As a glut drives continued declines in global oil prices, global oil corporations are rolling out large-scale restructurings one after another. With productivity rising thanks to technological innovation, it appears they judge that the oil industry no longer needs a vast workforce.
According to the Wall Street Journal (WSJ) on the 30th of last month (local time), ExxonMobil, the largest U.S. oil corporation, said it will cut 2,000 employees worldwide. That equals about 3% of its global workforce; as of last year, ExxonMobil had about 61,000 employees.
An ExxonMobil Spokesperson said by email, "Our global office network was built decades ago in an environment very different from today," and added, "Because collaboration is key to success, we are reorganizing our global hubs and integrating teams to align with our operating model."
This is the first time in five years that ExxonMobil has launched large-scale layoffs since it announced cuts of up to 15% of its global workforce during the COVID-19 pandemic in 2020. Hit by a crash in oil prices at the time, ExxonMobil recorded an annual loss of $20 billion (about 28 trillion won) and laid off 1,900 people in the United States alone. The WSJ said the latest layoffs are an extension of the corporate restructuring that began then.
Last month, ConocoPhillips, the third-largest oil and gas producer in the United States, announced it would cut as much as a quarter of its total staff by the end of next year as part of expense reductions. Including full-time and contract workers, about 2,600 to 3,250 people are subject to layoffs. In addition, U.S.-based Chevron and U.K.-based BP also said they would carry out layoffs numbering in the thousands this year.
Large-scale layoffs by oil corporations are closely tied to falling oil prices. In 2014, when oil topped $100 (about 140,000 won) per barrel, employment in the oil industry peaked at about 200,000. But the following year, as the Organization of the Petroleum Exporting Countries (OPEC) moved to aggressively boost output, prices plunged and numerous drilling companies were pushed into bankruptcy.
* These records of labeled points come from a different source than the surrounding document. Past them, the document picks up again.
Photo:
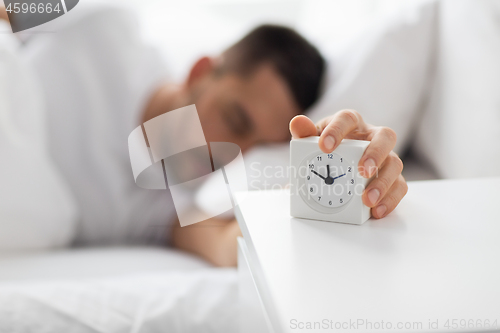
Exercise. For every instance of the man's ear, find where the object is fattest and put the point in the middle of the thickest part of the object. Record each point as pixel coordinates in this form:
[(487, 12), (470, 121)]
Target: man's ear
[(200, 69)]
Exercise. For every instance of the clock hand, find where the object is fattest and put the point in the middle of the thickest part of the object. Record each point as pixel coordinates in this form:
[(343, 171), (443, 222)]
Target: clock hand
[(339, 176), (317, 174)]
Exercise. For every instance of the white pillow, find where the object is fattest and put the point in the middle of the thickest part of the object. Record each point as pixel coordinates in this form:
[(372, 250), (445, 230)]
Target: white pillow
[(384, 75), (459, 133), (36, 209)]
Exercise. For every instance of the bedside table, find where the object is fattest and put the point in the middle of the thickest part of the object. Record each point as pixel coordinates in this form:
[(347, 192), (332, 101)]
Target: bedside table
[(432, 265)]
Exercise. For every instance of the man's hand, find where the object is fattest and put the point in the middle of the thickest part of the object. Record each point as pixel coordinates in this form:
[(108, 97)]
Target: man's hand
[(386, 190)]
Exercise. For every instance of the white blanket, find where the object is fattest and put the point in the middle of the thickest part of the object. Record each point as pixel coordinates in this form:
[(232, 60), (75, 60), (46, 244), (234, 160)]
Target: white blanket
[(116, 290)]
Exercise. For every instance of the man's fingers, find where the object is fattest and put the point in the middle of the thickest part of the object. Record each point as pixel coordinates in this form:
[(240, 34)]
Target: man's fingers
[(397, 191), (379, 186), (302, 127), (382, 143), (334, 129)]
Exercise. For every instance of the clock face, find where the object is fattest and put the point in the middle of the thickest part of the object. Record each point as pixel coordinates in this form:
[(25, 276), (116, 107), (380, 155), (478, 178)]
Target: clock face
[(329, 180)]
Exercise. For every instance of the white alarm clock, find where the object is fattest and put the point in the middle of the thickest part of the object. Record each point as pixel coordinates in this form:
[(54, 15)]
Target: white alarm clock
[(327, 187)]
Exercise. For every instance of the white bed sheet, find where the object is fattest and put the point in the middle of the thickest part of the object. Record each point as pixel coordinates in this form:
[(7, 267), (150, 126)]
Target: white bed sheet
[(115, 290)]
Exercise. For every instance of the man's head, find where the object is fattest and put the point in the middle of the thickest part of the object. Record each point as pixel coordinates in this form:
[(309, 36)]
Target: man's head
[(249, 94)]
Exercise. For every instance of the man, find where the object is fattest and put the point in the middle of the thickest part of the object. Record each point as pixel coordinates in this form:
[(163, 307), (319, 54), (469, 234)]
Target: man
[(100, 82)]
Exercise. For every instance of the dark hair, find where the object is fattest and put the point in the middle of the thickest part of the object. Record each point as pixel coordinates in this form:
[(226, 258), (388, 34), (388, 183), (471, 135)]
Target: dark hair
[(293, 57)]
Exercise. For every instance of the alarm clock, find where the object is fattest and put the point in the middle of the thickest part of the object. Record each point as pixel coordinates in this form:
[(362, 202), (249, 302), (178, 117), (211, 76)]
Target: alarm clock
[(327, 187)]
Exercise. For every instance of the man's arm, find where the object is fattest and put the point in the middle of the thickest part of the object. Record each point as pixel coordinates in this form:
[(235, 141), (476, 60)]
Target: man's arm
[(3, 14), (213, 240)]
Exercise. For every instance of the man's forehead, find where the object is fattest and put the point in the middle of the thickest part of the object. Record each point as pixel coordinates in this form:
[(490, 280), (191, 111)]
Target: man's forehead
[(270, 90)]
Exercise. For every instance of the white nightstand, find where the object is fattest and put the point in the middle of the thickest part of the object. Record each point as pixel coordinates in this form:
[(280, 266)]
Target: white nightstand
[(434, 261)]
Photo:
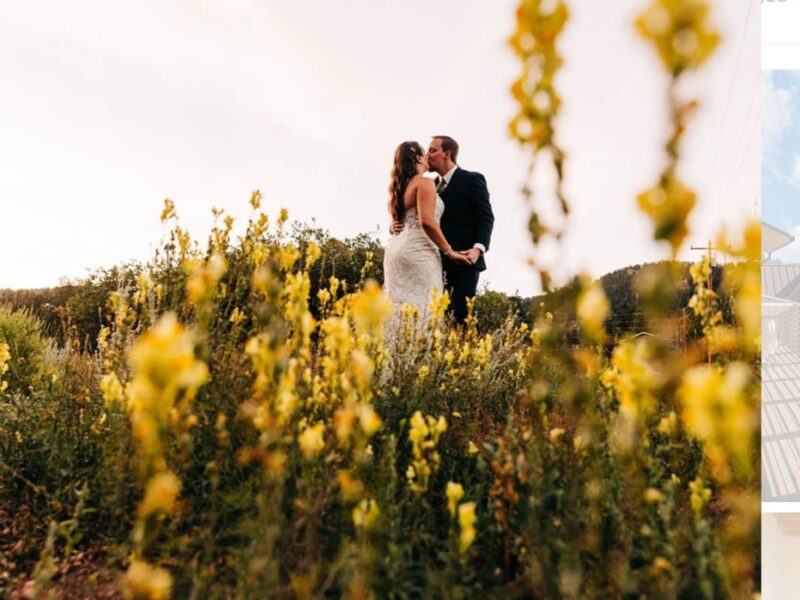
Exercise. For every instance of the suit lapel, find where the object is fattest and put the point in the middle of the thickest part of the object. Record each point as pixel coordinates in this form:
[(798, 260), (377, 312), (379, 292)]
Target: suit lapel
[(453, 185)]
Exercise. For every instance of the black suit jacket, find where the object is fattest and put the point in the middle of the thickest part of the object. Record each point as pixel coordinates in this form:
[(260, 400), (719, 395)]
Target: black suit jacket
[(468, 216)]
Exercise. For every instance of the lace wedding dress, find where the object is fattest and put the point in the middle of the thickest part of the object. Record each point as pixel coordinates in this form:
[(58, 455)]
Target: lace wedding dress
[(412, 266)]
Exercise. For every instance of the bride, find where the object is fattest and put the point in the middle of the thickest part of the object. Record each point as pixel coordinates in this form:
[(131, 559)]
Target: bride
[(412, 264)]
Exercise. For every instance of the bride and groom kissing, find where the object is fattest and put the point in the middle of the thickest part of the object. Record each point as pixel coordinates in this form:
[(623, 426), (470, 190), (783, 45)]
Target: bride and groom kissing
[(440, 228)]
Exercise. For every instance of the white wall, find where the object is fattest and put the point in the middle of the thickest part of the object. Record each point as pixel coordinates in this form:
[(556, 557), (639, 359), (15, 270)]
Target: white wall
[(780, 557)]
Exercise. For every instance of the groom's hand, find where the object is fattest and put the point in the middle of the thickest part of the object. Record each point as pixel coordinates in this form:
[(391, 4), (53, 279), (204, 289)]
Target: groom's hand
[(473, 254)]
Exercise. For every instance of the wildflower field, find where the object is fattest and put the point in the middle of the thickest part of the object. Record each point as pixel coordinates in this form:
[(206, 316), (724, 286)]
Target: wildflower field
[(242, 427)]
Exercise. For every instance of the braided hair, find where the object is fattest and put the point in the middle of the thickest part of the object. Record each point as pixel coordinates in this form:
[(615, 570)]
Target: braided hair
[(404, 169)]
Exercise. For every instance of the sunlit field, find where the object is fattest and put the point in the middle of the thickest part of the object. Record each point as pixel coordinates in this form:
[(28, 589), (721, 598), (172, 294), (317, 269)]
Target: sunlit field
[(251, 418)]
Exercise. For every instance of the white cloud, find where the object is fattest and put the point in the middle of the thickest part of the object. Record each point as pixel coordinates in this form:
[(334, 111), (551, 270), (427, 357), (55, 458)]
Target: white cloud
[(777, 108)]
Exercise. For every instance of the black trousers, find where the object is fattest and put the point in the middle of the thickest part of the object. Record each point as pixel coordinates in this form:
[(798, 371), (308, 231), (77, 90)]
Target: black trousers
[(461, 282)]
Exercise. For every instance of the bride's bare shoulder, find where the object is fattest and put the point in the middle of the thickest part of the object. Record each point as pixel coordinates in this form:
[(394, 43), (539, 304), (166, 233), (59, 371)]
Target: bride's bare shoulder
[(422, 182)]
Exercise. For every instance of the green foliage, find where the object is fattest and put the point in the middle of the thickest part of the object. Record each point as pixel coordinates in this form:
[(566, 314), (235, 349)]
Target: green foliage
[(23, 334)]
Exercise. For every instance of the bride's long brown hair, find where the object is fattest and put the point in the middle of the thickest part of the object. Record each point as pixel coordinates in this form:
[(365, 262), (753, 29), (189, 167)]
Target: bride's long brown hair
[(403, 170)]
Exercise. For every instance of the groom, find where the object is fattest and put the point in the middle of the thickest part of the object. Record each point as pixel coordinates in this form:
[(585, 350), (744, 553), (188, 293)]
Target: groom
[(466, 223)]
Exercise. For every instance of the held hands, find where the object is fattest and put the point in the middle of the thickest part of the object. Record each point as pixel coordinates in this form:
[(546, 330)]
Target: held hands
[(473, 254), (461, 257)]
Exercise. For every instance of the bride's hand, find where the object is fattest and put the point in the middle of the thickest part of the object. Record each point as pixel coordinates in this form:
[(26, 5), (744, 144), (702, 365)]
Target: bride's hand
[(396, 227), (457, 257)]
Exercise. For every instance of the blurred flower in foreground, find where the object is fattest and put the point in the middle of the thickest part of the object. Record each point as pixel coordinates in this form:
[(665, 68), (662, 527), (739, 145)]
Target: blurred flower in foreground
[(454, 492), (365, 513), (680, 31), (592, 309), (466, 524), (5, 356), (145, 582), (668, 205)]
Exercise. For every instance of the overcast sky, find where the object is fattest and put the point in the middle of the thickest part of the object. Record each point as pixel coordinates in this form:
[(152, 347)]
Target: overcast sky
[(106, 108)]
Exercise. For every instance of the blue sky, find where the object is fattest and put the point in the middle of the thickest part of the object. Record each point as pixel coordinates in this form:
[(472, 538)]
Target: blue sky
[(780, 203)]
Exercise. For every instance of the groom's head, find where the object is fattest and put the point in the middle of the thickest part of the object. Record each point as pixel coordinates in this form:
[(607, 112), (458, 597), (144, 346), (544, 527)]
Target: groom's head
[(442, 154)]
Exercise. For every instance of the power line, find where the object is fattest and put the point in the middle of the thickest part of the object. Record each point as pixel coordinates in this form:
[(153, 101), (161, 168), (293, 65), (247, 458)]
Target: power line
[(730, 93)]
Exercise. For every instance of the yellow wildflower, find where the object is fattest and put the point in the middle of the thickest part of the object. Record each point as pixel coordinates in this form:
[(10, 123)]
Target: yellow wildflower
[(680, 32), (204, 276), (652, 496), (370, 309), (312, 440), (555, 434), (145, 582), (454, 493), (699, 496), (111, 388), (169, 211), (466, 524), (350, 487), (313, 254), (365, 513), (368, 419), (668, 205), (237, 316), (660, 565)]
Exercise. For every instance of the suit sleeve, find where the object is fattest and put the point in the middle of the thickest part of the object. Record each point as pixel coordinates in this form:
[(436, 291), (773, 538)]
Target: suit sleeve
[(482, 209)]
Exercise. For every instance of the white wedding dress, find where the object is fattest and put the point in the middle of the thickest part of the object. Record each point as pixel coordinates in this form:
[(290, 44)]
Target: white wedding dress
[(412, 266)]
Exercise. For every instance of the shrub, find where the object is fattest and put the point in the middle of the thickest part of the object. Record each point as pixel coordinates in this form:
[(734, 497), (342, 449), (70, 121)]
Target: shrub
[(23, 334)]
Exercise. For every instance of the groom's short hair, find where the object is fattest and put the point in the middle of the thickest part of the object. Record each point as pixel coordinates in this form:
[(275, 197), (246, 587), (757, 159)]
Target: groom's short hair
[(450, 144)]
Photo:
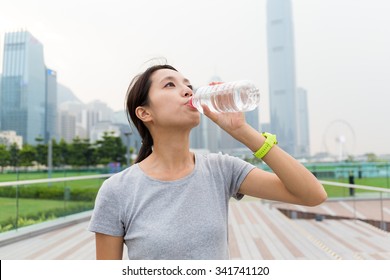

This year, international oil prices have continued to slide as OPEC+—a consortium of major oil producers including OPEC and Russia—has increased production. As of the day, U.S. crude traded at about $62 (about 87,000 won) per barrel, down more than 20% from about $80 (about 113,000 won) in mid-January. With international oil prices tracing a downward curve for years, profitability at oil corporations has severely deteriorated.
Oil corporations that must adapt to lower prices have already found ways to pump more crude with fewer people, the WSJ reported. In the past, drilling in the Permian Basin of West Texas and New Mexico took more than two weeks; now, horizontal drilling stretching 2 miles (about 3.2 km) can be finished in just four days.
Workforce size and productivity are now moving inversely. According to the U.S. Bureau of Labor Statistics, since 2015 the number of oil and gas extraction workers in the United States has fallen by about 80,000, but crude output over the same period has risen 45% to a record of about 13.6 million barrels per day.
Clint Concord, executive vice president of operations at pipe services company Bird Oilfield Service, said, "Major oil corporations want service firms like ours to cut the staffing we assign to certain tasks, such as installing drill pipes, to about one-third of prior levels," adding, "A large portion of manual work is being replaced by robotic equipment. A 'new era' is opening."
The WSJ noted, "What stands out is that such large-scale layoffs do not affect oil and gas output," and added, "Because major oil companies hire drilling and hydraulic-fracturing crews, who in turn support the livelihoods of smaller service firms, workforce reductions could have ripple effects across the industry."